Treatment strategies
Surgical approaches to the primary tumor and cervical lymphnodes varied according to the sites of presentation and eventual neck involvement, including partial or total laryngectomy, partial or emi- glossectomy, pharyngectomy, oral cavity excisions with partial mandibulectomies. Neck dissection, whenever needed, was always perfomed ‘en bloc’ with the excision of the primary sites, specifically radical or functional, bilateral or monolateral strictly depending on the clinical assessment of the nodal status of the neck at diagnosis. RT, either definitive or adjuvant, was delivered with an ‘intensity-modulated’ approach (IMRT), employing an Elekta 6 MV linear accelerator delivering volumetric IMRT (VMAT) (Elekta, Stockholm, Sweden). For definitive radiation, a ‘simultaneous integrated boost’ approach was used, with the macroscopic disease receiving 70 Gy/35 fractions (2 Gy daily), an ‘intermediate risk volume’ getting 63 Gy/35 fractions (1.8 Gy daily) and a ‘low risk volume’ receiving 54.25 Gy/35 fractions (1.55 Gy daily). Post-operative SIB-based RT generally included a ‘high risk volume’ (60–64 Gy 30–32 fractions; 2 Gy daily) and a low-risk volume (51.2-54.4 Gy; 1.6-1.8 Gy daily). For the post-operative setting, RT started no longer than 8 weeks from surgery. Image guided radiotherapy (IGRT) was employed for all treatments monitoring set up and interfraction motion with a daily cone-beam computed tomography (CBCT).
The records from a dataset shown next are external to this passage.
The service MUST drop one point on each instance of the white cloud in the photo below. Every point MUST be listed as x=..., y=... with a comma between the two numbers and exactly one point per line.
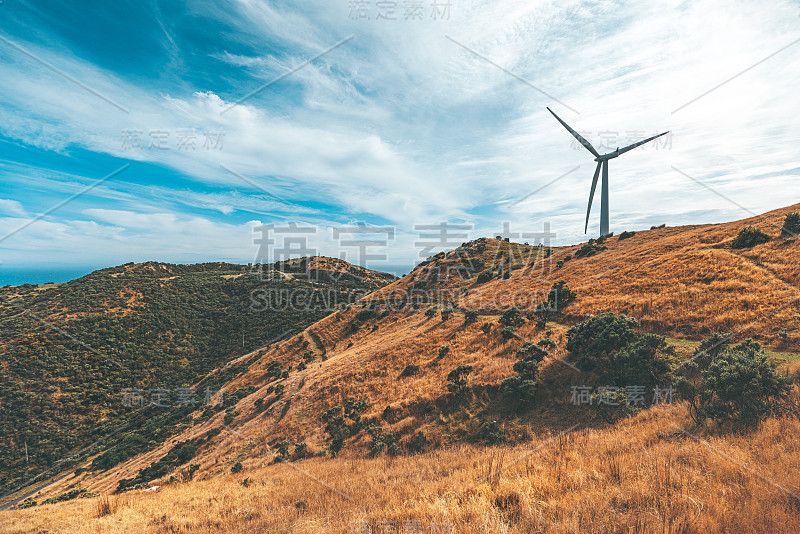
x=402, y=125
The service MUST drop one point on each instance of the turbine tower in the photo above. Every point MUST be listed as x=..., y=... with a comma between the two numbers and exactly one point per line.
x=601, y=161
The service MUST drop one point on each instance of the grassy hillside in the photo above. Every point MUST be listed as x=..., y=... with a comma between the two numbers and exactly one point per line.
x=69, y=350
x=366, y=401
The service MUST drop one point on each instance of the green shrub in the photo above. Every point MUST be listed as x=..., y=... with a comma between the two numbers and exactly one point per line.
x=300, y=450
x=594, y=342
x=417, y=443
x=458, y=379
x=508, y=332
x=274, y=369
x=546, y=343
x=491, y=433
x=512, y=317
x=410, y=370
x=560, y=296
x=740, y=385
x=484, y=277
x=749, y=237
x=366, y=314
x=589, y=249
x=791, y=224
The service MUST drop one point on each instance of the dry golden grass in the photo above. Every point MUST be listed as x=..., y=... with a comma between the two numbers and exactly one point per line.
x=642, y=476
x=677, y=281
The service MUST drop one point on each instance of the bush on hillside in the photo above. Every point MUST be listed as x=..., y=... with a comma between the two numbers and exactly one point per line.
x=791, y=225
x=410, y=370
x=590, y=249
x=508, y=332
x=458, y=379
x=740, y=385
x=512, y=317
x=749, y=237
x=491, y=433
x=609, y=347
x=560, y=296
x=417, y=443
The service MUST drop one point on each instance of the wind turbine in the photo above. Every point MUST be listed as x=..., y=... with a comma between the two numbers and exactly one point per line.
x=601, y=161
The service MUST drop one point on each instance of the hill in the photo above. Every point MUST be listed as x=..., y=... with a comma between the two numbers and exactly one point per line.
x=372, y=380
x=71, y=349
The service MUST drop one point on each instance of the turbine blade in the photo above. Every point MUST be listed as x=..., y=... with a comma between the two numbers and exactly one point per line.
x=575, y=134
x=591, y=194
x=631, y=147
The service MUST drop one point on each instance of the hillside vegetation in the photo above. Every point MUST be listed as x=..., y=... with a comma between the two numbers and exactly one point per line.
x=70, y=350
x=449, y=397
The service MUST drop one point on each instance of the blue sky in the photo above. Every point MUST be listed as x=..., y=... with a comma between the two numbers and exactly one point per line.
x=411, y=121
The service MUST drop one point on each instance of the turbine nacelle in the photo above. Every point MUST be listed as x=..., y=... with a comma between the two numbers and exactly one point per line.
x=610, y=155
x=602, y=162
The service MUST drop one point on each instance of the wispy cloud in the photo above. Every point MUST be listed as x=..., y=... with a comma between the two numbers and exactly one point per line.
x=400, y=125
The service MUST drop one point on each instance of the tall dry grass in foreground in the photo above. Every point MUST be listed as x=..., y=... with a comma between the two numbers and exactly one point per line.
x=643, y=475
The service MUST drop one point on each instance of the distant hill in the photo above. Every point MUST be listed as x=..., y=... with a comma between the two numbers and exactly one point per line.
x=70, y=349
x=391, y=356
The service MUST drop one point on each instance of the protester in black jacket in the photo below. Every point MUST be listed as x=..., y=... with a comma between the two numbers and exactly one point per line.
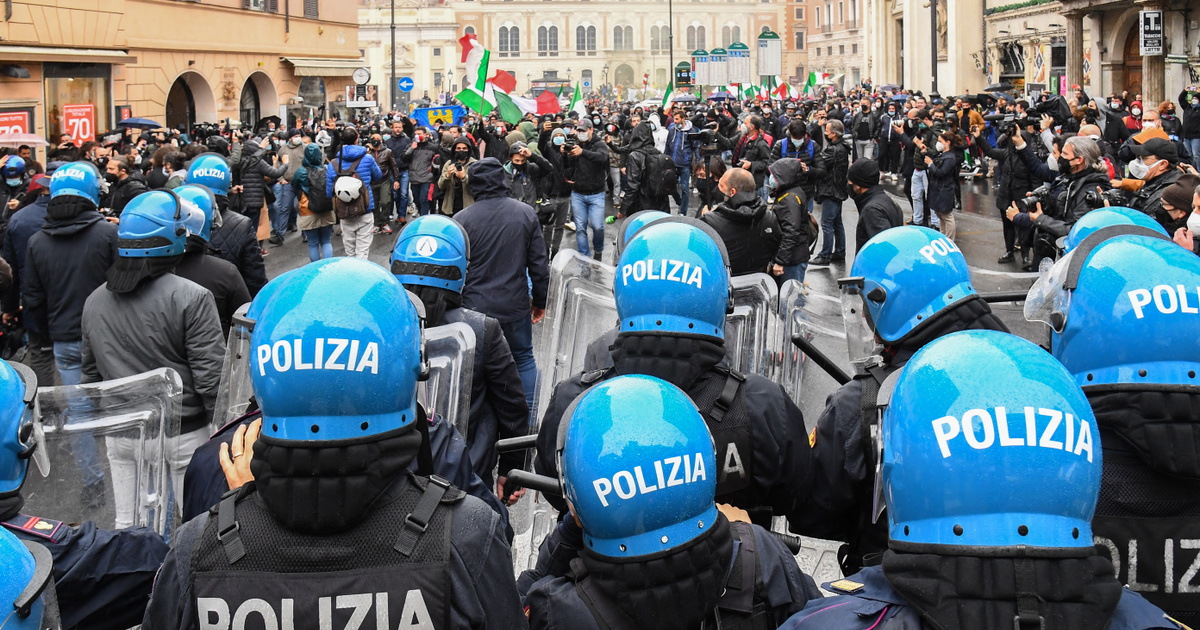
x=831, y=177
x=750, y=232
x=796, y=221
x=876, y=210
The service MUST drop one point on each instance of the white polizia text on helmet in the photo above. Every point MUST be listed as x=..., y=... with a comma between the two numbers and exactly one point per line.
x=983, y=430
x=333, y=354
x=663, y=269
x=667, y=473
x=1165, y=299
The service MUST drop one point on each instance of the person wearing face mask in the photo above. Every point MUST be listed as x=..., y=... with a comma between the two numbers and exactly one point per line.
x=454, y=180
x=1156, y=167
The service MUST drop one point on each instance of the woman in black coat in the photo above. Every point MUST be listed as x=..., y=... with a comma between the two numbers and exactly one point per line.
x=943, y=171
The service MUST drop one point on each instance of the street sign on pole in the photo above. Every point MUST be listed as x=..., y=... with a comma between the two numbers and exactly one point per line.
x=1151, y=36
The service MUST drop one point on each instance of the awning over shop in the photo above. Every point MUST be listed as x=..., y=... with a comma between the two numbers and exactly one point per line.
x=324, y=67
x=79, y=55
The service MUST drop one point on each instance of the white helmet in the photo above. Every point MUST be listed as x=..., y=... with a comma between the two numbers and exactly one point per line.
x=348, y=189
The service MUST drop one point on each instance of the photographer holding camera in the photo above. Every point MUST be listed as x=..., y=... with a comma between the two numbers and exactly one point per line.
x=1053, y=210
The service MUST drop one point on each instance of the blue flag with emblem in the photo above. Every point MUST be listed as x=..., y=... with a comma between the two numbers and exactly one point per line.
x=432, y=117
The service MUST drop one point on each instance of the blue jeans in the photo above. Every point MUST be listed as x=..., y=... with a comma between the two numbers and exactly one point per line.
x=1193, y=145
x=834, y=240
x=285, y=208
x=588, y=211
x=321, y=243
x=401, y=196
x=520, y=337
x=684, y=195
x=69, y=359
x=421, y=197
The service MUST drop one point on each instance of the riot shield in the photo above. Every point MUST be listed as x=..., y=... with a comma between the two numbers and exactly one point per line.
x=579, y=310
x=817, y=316
x=751, y=330
x=235, y=390
x=112, y=450
x=450, y=352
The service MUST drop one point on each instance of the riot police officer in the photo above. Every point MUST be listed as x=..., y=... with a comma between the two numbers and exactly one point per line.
x=25, y=585
x=335, y=528
x=431, y=258
x=990, y=474
x=233, y=235
x=672, y=294
x=102, y=576
x=645, y=545
x=1122, y=313
x=915, y=286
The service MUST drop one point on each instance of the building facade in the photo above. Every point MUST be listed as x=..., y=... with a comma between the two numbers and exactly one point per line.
x=78, y=67
x=835, y=41
x=911, y=45
x=609, y=45
x=426, y=48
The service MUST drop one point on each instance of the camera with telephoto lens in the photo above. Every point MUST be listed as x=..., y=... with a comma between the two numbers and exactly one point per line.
x=1096, y=198
x=1039, y=196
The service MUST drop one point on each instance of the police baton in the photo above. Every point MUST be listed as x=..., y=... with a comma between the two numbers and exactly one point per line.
x=819, y=358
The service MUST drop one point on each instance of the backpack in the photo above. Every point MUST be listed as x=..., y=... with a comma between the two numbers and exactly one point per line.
x=659, y=177
x=318, y=202
x=358, y=205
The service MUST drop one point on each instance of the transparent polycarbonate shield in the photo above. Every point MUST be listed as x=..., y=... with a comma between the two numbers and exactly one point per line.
x=109, y=445
x=235, y=390
x=579, y=310
x=450, y=352
x=816, y=316
x=1005, y=292
x=751, y=330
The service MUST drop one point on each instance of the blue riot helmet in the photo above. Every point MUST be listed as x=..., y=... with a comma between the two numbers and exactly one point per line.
x=988, y=442
x=1122, y=310
x=1103, y=217
x=78, y=179
x=24, y=582
x=198, y=198
x=155, y=225
x=13, y=171
x=635, y=222
x=432, y=251
x=905, y=276
x=639, y=467
x=213, y=172
x=336, y=352
x=673, y=276
x=21, y=435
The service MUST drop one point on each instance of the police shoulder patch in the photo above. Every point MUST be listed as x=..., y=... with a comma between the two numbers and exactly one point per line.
x=846, y=586
x=36, y=526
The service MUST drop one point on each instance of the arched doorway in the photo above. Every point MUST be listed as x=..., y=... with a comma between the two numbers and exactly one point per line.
x=624, y=76
x=190, y=101
x=1132, y=79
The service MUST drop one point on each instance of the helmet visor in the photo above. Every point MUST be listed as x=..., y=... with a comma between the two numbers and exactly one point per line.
x=861, y=341
x=1049, y=300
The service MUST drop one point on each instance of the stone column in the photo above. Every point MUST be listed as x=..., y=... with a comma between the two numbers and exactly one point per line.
x=1074, y=48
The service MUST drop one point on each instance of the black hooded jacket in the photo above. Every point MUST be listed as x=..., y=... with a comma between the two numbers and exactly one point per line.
x=790, y=210
x=751, y=234
x=505, y=244
x=65, y=263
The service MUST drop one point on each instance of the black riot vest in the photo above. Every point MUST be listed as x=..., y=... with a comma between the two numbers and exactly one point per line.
x=391, y=570
x=743, y=606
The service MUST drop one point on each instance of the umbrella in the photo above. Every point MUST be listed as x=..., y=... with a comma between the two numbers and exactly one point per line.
x=139, y=123
x=13, y=141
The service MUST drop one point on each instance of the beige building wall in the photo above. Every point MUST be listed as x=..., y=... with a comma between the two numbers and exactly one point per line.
x=217, y=49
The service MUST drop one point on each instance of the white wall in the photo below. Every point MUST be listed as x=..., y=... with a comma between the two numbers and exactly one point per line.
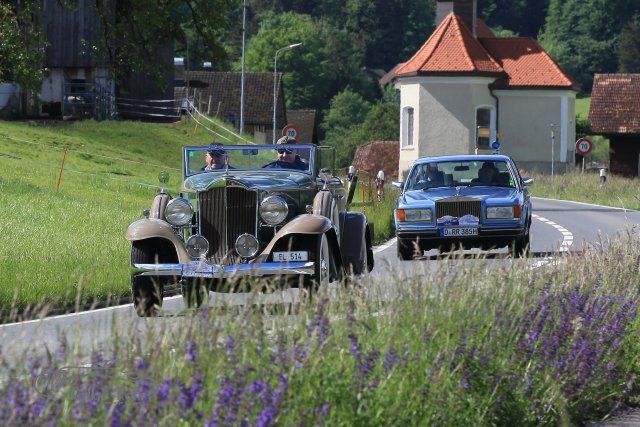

Chemotherapy was given as induction treatment using the TPF regimen (Docetaxel 75 mg/m2 and Cisplatin 100 mg/m2 of body surface area on day 1 and 5-Fluorouracil 1000 mg/m2 of body surface are as a 24-hours continuous infusion on days 2–5) every 3 weeks or the Carboplatin (AUC 6) + Taxol (175 mg/m2 body surface area) on day 1 every 3 weeks regimen. Concurrent chemotherapy was given with weekly Cisplatin (30 mg/m2 body surface area) or weekly Carboplatin (AUC 2) for 6–7 weeks.
Clinical assessment
Medical evaluation during IMRT consisted of a weekly clinical evaluation with a visual examination of the neck region skin performed by the physician in charge of the patient and a consequent physician-rated score of acute skin toxicity. The RTOG⁄EORTC toxicity scale was used as reference [10]. Non-skin toxicities were also assessed and managed during clinical assessment but are not object of this report. After the end of treatment patients were evaluated up to 90 days to evaluate and score skin toxicity. Oncological follow up continued over time according to our institutional protocol. The primary end-point of the study was the evaluation of the activity of Holoil® in the management of ≥ G2 acute skin toxicity in patients undergoing radiation or chemo-radiation for head and neck cancer. No patient-reported outcome measures have been analysed.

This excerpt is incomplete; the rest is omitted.